Electron Interactions with Matter

Introduction

When an energetic charged particle, such as an electron or positron, passes through a medium, it undergoes a large number of interactions with the nuclei and orbital electrons of atoms in the absorber. These interactions lead to the loss of kinetic energy of the particle, which is transferred to the medium in the form of ionization, excitation, or radiation. The primary interactions are:

Ionization: Ejection of an orbital electron from the atom.
Excitation: A transfer of energy to an orbital electron, raising it to a higher energy state.
Bremsstrahlung (Radiation loss): Production of X-rays due to inelastic scattering with the nuclei of the absorber.

Types of Stopping Power

The energy loss of a charged particle in a medium is characterized by two main types of stopping power:

Collision Stopping Power (\(s_{\text{col}}\)): Energy loss due to interactions with orbital electrons of the absorber, resulting in ionization or excitation.
Radiation Stopping Power (\(s_{\text{rad}}\)): Energy loss due to interactions with the nuclei of the absorber, primarily through the production of bremsstrahlung radiation.

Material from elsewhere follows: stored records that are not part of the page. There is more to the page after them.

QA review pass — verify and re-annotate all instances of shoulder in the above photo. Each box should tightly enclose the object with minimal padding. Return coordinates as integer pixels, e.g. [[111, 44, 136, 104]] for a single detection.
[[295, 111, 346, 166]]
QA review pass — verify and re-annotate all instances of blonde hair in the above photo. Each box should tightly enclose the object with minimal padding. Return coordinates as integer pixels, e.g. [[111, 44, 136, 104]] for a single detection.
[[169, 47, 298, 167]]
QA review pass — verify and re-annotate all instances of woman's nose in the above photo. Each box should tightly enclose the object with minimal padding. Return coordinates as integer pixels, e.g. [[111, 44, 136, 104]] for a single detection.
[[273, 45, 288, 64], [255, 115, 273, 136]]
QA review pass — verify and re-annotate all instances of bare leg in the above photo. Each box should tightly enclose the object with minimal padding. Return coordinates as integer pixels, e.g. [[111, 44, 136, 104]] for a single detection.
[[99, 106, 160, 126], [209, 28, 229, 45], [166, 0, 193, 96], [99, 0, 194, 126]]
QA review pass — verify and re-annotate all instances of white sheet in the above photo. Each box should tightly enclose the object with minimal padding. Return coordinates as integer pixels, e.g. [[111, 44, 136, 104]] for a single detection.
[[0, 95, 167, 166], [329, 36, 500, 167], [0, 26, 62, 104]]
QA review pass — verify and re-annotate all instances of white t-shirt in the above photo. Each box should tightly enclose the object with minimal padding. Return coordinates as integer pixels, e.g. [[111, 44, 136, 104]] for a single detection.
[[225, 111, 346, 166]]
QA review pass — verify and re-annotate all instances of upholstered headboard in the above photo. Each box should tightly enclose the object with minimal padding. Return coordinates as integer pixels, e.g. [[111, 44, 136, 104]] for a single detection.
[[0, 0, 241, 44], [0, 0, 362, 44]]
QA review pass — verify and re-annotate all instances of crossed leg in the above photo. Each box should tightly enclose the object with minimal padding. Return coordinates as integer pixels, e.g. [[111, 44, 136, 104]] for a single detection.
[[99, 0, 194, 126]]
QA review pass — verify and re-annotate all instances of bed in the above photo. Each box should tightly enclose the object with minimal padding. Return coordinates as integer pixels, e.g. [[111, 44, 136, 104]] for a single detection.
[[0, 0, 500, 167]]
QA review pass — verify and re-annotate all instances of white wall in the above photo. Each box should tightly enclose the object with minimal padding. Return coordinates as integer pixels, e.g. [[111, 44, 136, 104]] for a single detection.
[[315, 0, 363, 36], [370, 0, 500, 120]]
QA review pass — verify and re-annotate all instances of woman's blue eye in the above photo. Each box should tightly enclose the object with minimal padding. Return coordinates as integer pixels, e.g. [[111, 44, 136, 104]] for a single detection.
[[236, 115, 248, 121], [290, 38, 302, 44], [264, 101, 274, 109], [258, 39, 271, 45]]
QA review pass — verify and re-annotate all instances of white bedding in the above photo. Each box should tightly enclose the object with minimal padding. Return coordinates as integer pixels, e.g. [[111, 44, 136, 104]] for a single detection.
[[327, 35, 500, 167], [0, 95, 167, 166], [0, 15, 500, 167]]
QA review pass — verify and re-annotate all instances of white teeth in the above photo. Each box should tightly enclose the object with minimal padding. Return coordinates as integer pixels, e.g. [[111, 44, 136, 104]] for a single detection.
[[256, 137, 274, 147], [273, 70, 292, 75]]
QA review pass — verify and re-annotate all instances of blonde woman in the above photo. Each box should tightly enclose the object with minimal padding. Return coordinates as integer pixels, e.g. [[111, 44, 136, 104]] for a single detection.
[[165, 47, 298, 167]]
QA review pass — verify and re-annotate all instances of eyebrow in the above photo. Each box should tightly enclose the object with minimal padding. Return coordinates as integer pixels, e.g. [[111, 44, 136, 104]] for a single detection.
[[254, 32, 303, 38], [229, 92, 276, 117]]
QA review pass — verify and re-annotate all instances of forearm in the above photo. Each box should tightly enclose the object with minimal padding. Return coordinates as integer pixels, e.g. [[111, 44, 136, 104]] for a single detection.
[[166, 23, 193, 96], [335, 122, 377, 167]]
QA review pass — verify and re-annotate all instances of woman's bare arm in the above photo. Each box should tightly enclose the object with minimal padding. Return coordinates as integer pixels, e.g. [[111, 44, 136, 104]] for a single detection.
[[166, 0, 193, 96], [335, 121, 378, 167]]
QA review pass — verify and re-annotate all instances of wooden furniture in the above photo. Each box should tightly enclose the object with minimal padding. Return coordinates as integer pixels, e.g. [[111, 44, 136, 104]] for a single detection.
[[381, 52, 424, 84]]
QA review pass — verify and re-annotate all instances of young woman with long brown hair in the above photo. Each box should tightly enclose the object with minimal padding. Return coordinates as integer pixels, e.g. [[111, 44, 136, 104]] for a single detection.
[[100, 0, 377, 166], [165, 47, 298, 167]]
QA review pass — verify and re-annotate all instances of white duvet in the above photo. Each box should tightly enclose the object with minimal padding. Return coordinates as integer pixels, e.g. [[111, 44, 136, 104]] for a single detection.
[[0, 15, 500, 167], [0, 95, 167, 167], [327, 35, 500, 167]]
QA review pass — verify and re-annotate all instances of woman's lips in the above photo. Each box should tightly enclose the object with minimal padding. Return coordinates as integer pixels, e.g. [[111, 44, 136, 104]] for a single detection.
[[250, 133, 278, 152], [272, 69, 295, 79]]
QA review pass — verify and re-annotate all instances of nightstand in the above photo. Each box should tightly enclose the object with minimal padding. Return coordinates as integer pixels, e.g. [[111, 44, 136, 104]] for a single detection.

The total stopping power (\(s_{\text{tot}}\)) is the sum of these two components:

\( s_{\text{tot}} = s_{\text{col}} + s_{\text{rad}} \)

Electron-Orbital Interactions

Coulomb interactions between an incident electron and the orbital electrons of the absorber result in ionization and excitation. These interactions are described as follows:

Ionization: When an electron transfers enough energy to eject an orbital electron from an atom, creating an ion.
Excitation: When the electron transfers energy to excite an orbital electron to a higher energy level without ejection from the atom.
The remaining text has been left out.